Donald Tusk: Po pierwsze padacie czasem państwo ofiarami nieporozumienia. W radach miast koalicje nie są do niczego potrzebne, ponieważ rządzą bezpośrednio wybrani wójtowie, burmistrzowie i prezydenci.

Konrad Piasecki: Ale często są tworzone.

Donald Tusk: Ale to być może z jakiejś większej sympatii. Nie ma takiej potrzeby, a egzotyczne koalicje w miastach, to w ogóle byłby absurd. A koalicja PO-SLD byłaby w jakiejś mierze egzotyczna. W sejmikach wojewódzkich, jestem o tym przekonany, że za kilka dni to się potwierdzi. Platforma będzie wspólnie z PSL rządziła być może w 13 sejmikach, a niewykluczone, że we wszystkich 16 i bez potrzeby takiego aliansu.

Konrad Piasecki: A skąd nagle weźmiecie radnych?

Donald Tusk: Nie nagle.

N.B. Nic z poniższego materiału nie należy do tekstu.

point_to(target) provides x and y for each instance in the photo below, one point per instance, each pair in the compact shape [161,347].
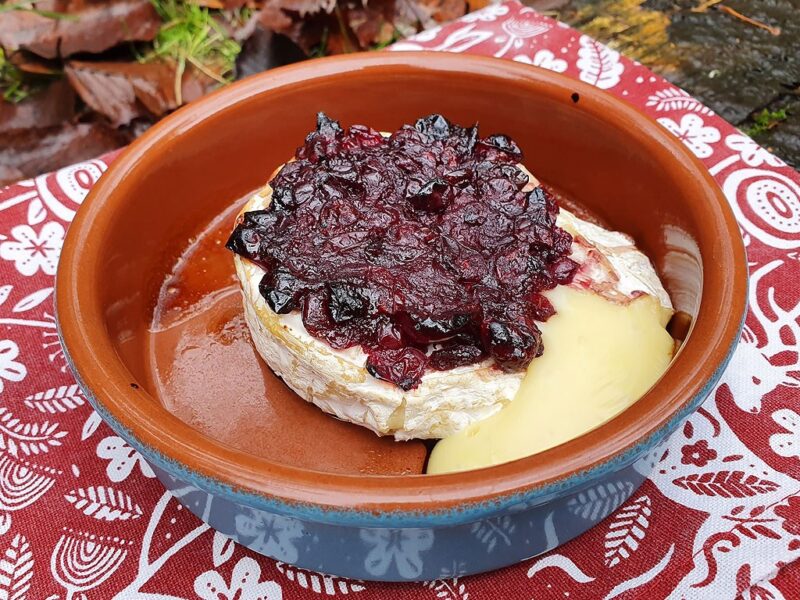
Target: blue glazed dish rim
[384,512]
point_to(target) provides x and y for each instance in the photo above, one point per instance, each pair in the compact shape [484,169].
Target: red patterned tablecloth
[81,516]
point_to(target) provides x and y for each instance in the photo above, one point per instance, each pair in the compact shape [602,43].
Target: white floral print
[273,535]
[490,13]
[693,132]
[122,459]
[31,251]
[398,546]
[750,152]
[245,584]
[10,369]
[786,444]
[544,59]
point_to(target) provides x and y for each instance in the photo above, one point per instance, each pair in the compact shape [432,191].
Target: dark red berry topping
[421,247]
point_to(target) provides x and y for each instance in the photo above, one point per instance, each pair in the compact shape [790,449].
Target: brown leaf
[307,7]
[95,27]
[124,91]
[264,50]
[35,65]
[371,23]
[50,106]
[30,152]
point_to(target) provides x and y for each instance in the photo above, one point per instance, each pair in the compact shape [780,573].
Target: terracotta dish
[155,338]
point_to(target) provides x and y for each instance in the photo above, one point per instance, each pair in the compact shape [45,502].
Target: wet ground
[744,72]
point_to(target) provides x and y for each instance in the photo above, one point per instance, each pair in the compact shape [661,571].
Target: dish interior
[203,172]
[199,343]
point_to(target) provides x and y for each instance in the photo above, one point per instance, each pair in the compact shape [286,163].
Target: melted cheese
[600,357]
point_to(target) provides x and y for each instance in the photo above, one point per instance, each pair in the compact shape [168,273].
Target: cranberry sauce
[420,247]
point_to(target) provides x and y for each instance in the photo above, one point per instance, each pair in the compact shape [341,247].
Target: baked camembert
[424,285]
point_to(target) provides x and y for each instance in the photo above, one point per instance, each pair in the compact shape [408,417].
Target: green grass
[765,120]
[191,35]
[12,83]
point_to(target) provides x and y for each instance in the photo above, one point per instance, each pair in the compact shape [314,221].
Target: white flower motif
[123,459]
[273,535]
[693,132]
[544,59]
[751,153]
[786,444]
[398,546]
[31,251]
[486,14]
[10,369]
[245,584]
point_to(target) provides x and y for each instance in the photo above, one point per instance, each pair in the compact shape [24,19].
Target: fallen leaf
[124,91]
[32,151]
[95,27]
[264,50]
[50,106]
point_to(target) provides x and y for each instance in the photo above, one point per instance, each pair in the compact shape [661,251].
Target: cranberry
[421,247]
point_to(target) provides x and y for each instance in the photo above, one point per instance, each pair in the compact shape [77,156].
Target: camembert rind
[445,402]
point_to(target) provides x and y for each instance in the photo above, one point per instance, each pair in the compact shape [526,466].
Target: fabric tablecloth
[82,517]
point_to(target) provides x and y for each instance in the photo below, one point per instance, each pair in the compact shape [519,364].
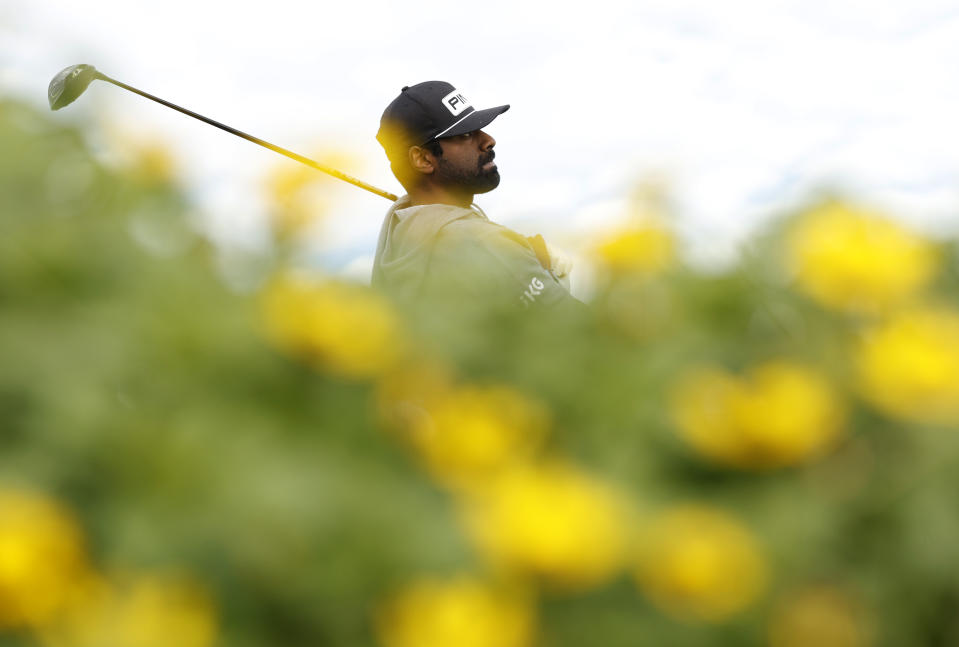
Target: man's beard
[468,180]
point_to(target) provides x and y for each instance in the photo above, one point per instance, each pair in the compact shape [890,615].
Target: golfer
[434,241]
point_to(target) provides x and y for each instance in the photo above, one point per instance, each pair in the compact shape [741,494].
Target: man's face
[467,163]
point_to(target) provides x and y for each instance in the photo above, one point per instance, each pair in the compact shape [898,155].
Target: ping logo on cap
[455,102]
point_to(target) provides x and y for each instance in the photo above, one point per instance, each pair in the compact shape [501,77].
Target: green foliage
[141,391]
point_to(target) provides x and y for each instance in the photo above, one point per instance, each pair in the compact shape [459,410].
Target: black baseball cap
[428,111]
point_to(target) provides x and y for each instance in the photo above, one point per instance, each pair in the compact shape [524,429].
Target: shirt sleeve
[481,260]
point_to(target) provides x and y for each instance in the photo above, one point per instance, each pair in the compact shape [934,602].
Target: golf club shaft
[255,140]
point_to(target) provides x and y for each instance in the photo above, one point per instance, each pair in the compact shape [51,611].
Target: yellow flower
[463,612]
[823,616]
[346,329]
[153,610]
[699,563]
[909,366]
[469,432]
[641,249]
[855,259]
[551,521]
[41,556]
[783,414]
[298,194]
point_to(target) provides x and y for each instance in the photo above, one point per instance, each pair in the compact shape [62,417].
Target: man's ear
[422,160]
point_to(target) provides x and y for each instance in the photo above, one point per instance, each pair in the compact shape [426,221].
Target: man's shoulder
[481,231]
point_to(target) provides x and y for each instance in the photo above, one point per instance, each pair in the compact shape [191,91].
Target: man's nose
[486,142]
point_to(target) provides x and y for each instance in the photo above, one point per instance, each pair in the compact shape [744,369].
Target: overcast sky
[745,107]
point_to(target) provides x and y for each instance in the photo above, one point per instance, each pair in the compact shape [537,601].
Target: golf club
[72,81]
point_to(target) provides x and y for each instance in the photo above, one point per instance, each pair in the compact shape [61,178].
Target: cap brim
[473,121]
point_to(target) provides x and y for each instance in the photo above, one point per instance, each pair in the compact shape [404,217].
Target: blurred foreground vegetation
[766,456]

Tak czy inaczej w głosowaniach marszałka trzeba wybrać i wydaje się, że ten mocny i bardzo rzetelny układ PO-PSL w sejmikach wojewódzkich będzie w stanie skłonić różnych partnerów w różnych województwach, żeby wesprzeć kandydatów PO i PSL.

Konrad Piasecki: I koalicja PO-SLD nie jest nigdzie możliwa?

Donald Tusk: Jest mało prawdopodobna.

Konrad Piasecki: A koalicja PO-PiS?

Donald Tusk: Też mało prawdopodobna.

Konrad Piasecki: Bliżej wam do tej pierwszej, czy do tej drugiej? Mentalnie.

Donald Tusk: Po to budowaliśmy PO, żeby odsunąć SLD Leszka Millera od władzy, a po roku rządów PiS mogę powiedzieć że socjalizm w wydaniu Pis-owskim nie jest wiele lepszy od tego SLD-owskiego. Więc dzisiaj PO – i ma na to szanse i zrobię wszystko, żeby te szanse wykorzystać – może skutecznie zatrzymać radykałów z PiS, ale nie po to, żeby nastąpiła recydywa lewicy SLD-owskiej.

Konrad Piasecki: Ostatnie pytanie o Jana Rokitę. Zostanie szefem klubu Platformy?

Donald Tusk: Zobaczymy.

Konrad Piasecki: Kiedy?

Donald Tusk: Po wyborach.

Konrad Piasecki: Samorządowych?

Donald Tusk: Tak.

Konrad Piasecki: A w czerwcu już mówiliście, że lada dzień zostanie.

Donald Tusk: Bardzo chciałabym, żeby ludzie, którzy będą wspólnie ze mną prowadzili PO, czuli się odpowiedzialni za całość a nie za część.

Konrad Piasecki: Jan Rokita nie jest takim człowiekiem?

Donald Tusk: W ostatnich dniach nie.

Konrad Piasecki: Dziękuję za rozmowę.